/python-glmnet

A python port of the glmnet package for fitting generalized linear models via penalized maximum likelihood.

Primary LanguageFortranOtherNOASSERTION

Python GLMNET

This is a Python wrapper for the fortran library used in the R package glmnet. While the library includes linear, logistic, Cox, Poisson, and multiple-response Gaussian, only linear and logistic are implemented in this package.

The API follows the conventions of Scikit-Learn, so it is expected to work with tools from that ecosystem.

Installation

conda

conda install -c conda-forge glmnet

pip

pip install glmnet

source

glmnet depends on numpy, scikit-learn and scipy. A working Fortran compiler is also required to build the package, for Mac users, brew install gcc will take care of this requirement.

git clone git@github.com:civisanalytics/python-glmnet.git
cd python-glmnet
python setup.py install

Usage

General

By default, LogitNet and ElasticNet fit a series of models using the lasso penalty (α = 1) and up to 100 values for λ (determined by the algorithm). In addition, after computing the path of λ values, performance metrics for each value of λ are computed using 3-fold cross validation. The value of λ corresponding to the best performing model is saved as the lambda_max_ attribute and the largest value of λ such that the model performance is within cut_point * standard_error of the best scoring model is saved as the lambda_best_ attribute.

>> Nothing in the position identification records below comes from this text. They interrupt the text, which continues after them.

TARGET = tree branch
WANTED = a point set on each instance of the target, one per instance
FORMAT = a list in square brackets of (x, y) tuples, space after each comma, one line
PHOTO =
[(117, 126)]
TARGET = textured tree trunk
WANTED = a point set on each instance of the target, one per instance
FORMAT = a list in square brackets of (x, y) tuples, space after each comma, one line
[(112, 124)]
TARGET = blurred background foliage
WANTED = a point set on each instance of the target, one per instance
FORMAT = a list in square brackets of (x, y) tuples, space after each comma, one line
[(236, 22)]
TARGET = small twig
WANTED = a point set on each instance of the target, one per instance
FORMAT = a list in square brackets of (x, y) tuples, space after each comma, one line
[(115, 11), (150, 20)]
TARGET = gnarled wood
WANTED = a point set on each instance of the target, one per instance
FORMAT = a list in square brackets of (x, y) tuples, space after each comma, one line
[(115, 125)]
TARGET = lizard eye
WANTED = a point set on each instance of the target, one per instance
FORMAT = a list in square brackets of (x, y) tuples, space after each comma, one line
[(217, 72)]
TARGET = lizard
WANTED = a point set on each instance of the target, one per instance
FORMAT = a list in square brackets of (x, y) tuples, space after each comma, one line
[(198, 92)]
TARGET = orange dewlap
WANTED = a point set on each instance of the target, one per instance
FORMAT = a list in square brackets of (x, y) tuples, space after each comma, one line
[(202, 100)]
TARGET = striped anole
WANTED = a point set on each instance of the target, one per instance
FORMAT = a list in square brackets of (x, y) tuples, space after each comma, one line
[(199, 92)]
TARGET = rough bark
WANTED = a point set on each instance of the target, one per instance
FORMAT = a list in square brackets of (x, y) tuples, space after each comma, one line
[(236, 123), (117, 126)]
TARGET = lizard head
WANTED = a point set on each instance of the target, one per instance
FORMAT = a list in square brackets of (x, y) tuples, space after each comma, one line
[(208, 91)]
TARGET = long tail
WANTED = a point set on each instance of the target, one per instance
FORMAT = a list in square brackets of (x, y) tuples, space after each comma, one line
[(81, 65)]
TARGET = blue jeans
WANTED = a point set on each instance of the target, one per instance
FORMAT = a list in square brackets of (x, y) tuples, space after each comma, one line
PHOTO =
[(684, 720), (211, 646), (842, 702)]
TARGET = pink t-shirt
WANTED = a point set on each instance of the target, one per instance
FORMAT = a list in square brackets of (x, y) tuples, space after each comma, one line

The predict and predict_proba methods accept an optional parameter lamb which is used to select which model(s) will be used to make predictions. If lamb is omitted, lambda_best_ is used.

Both models will accept dense or sparse arrays.

Regularized Logistic Regression

from glmnet import LogitNet

m = LogitNet()
m = m.fit(x, y)

Prediction is similar to Scikit-Learn:

# predict labels
p = m.predict(x)
# or probability estimates
p = m.predict_proba(x)

Regularized Linear Regression

from glmnet import ElasticNet

m = ElasticNet()
m = m.fit(x, y)

Predict:

p = m.predict(x)